O pior, como mostra a reportagem abaixo assinada pela jornalista Fernanda Couzemenco para o “Século Diário”,  existem comunidades que sequer foram reconhecidas como atingidas pelo TsuLama, encontrando-se em condição de completo abandono, em que pese a perda das fontes de sobrevivência de suas famílias.

E, pior, por decisão judicial, aqueles que deveriam estar sendo os mais protegidos, estão proibidos de realizar suas atividades profissionais em função da proibição da pesca em razão das mudanças causadas pelo rejeito despejado pela Samarco (Vale + BHP Billiton) no que foi o maior desastre da história da mineração brasileira em todos os tempos.

Abaixo segue a matéria completa de Fernanda Couzemenco.

‘É uma grande injustiça as comunidades não serem ainda reconhecidas como atingidas’, diz defensor público

Por Fernanda Couzemenco
 
“É uma grande injustiça essas comunidades não serem ainda reconhecidas como atingidas”. A afirmação, do defensor público federal João Marcos Matos Mariano, se refere às comunidades localizadas ao norte da Foz do Rio Doce. E se baseia nos documentos e depoimentos já levantados até agora pelo Grupo Interdefensorial do Rio Doce, formado pelas Defensorias Públicas Federal e Estaduais do Espírito Santo e Minas Gerais.

O Grupo solicitou à Justiça Federal participação oficial como assistente do Ministério Público Federal (MPF), no processo 00025711320164025004, que julga a redefinição da área de proibição de pesca em razão da lama de rejeitos de mineração da Samarco/Vale-BHP, mas ainda não há uma decisão do juiz Wllington Lopes da Silva.

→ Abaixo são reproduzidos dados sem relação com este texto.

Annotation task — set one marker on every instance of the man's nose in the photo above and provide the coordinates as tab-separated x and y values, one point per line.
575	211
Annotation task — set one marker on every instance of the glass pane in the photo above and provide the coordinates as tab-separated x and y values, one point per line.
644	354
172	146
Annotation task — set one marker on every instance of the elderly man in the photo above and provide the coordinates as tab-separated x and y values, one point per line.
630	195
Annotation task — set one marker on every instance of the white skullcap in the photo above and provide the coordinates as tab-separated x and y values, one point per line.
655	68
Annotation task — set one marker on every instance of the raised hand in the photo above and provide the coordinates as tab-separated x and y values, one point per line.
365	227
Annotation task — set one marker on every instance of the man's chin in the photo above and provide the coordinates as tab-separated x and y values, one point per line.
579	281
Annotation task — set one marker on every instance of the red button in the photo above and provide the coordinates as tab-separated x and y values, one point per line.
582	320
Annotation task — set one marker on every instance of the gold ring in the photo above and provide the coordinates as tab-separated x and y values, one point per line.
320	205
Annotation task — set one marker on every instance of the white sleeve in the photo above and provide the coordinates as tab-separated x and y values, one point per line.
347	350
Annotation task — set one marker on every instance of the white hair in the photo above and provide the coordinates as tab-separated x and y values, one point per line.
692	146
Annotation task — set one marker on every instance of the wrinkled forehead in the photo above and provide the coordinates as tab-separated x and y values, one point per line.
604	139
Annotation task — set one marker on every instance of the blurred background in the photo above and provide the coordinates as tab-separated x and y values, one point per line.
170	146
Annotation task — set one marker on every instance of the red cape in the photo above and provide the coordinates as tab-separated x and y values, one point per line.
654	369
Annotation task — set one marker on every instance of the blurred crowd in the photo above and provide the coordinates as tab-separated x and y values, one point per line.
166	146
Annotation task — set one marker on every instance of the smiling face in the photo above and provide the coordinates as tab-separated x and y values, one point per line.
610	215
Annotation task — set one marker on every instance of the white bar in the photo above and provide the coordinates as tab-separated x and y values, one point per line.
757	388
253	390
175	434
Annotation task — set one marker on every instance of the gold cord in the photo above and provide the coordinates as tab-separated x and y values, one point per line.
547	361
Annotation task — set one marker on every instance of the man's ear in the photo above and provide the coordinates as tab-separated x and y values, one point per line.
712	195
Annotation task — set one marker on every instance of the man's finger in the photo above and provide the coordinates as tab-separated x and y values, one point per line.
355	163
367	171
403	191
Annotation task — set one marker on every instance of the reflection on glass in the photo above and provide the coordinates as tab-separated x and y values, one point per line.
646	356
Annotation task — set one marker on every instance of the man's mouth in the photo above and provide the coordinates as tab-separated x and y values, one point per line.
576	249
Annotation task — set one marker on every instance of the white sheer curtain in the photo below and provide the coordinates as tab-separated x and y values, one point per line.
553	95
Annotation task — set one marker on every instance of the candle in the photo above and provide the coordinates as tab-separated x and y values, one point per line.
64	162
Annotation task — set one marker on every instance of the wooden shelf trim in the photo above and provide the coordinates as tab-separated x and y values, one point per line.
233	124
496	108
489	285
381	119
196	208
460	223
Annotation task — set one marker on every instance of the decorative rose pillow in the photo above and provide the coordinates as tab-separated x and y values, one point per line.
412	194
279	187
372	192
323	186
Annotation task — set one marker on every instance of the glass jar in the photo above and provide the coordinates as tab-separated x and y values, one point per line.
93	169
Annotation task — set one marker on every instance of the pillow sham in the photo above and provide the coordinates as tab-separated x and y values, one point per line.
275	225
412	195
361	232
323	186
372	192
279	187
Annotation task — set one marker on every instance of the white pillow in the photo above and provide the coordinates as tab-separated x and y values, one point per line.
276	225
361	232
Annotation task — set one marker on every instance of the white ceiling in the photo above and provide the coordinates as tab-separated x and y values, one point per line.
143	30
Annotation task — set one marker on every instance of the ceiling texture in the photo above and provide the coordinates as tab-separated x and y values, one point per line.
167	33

É a partir da área definida como proibida para a pesca que foram definidas as comunidades atingidas pelo crime, no início deste ano. E a extensão dessa área, para o norte da foz, pode ser a forma de se conseguir que essas comunidades possam ser minimamente atendidas pelas ações de reparação de danos das empresas pelo maior crime socioambiental do País.

A situação atual é de abandono completo. A primeira instituição pública a começar algum tipo de atendimento na região foi a Defensoria Pública, em julho, mas até agora não conseguiu nenhum resultado prático para a situação dramática em que vivem as famílias, sem renda, trabalho e perspectiva.  

Os estudos ambientais que comprovam a chegada da lama na região têm sido produzidos por órgãos federais e estaduais – como o Instituto Brasileiro de Meio Ambiente e Recursos Naturais Renováveis (Ibama) e o Instituto Chico Mendes de Conservação da Biodiversidade (ICMBio) – desde janeiro, quando o primeiro vento sul acelerou a chegada da lama ao norte da foz, produzindo os primeiros impactos.

Manguezais em perigo

Na região de Campo Grande de Barra Nova, em São Mateus, a chegada da lama tem um agravante, que é o defeso do caranguejo. “Nesse período de janeiro, fevereiro, março e abril é o período do acasalamento e desova, é o defeso. Nesse período, a lama já tava todo no oceano, e os caranguejos e goiamuns, o berçário deles é na praia. Então a larva não desenvolveu, por causa do rejeito. Milhões e milhões morreram, as desovas lá no mar e os caranguejos cá no manguezal”, relata, desolado, Adelci de Sena, presidente da Associação de Pescadores, Catadores de Caranguejo, Aquicultores, Moradores e Assemelhados de Campo Grande de Barra Nova.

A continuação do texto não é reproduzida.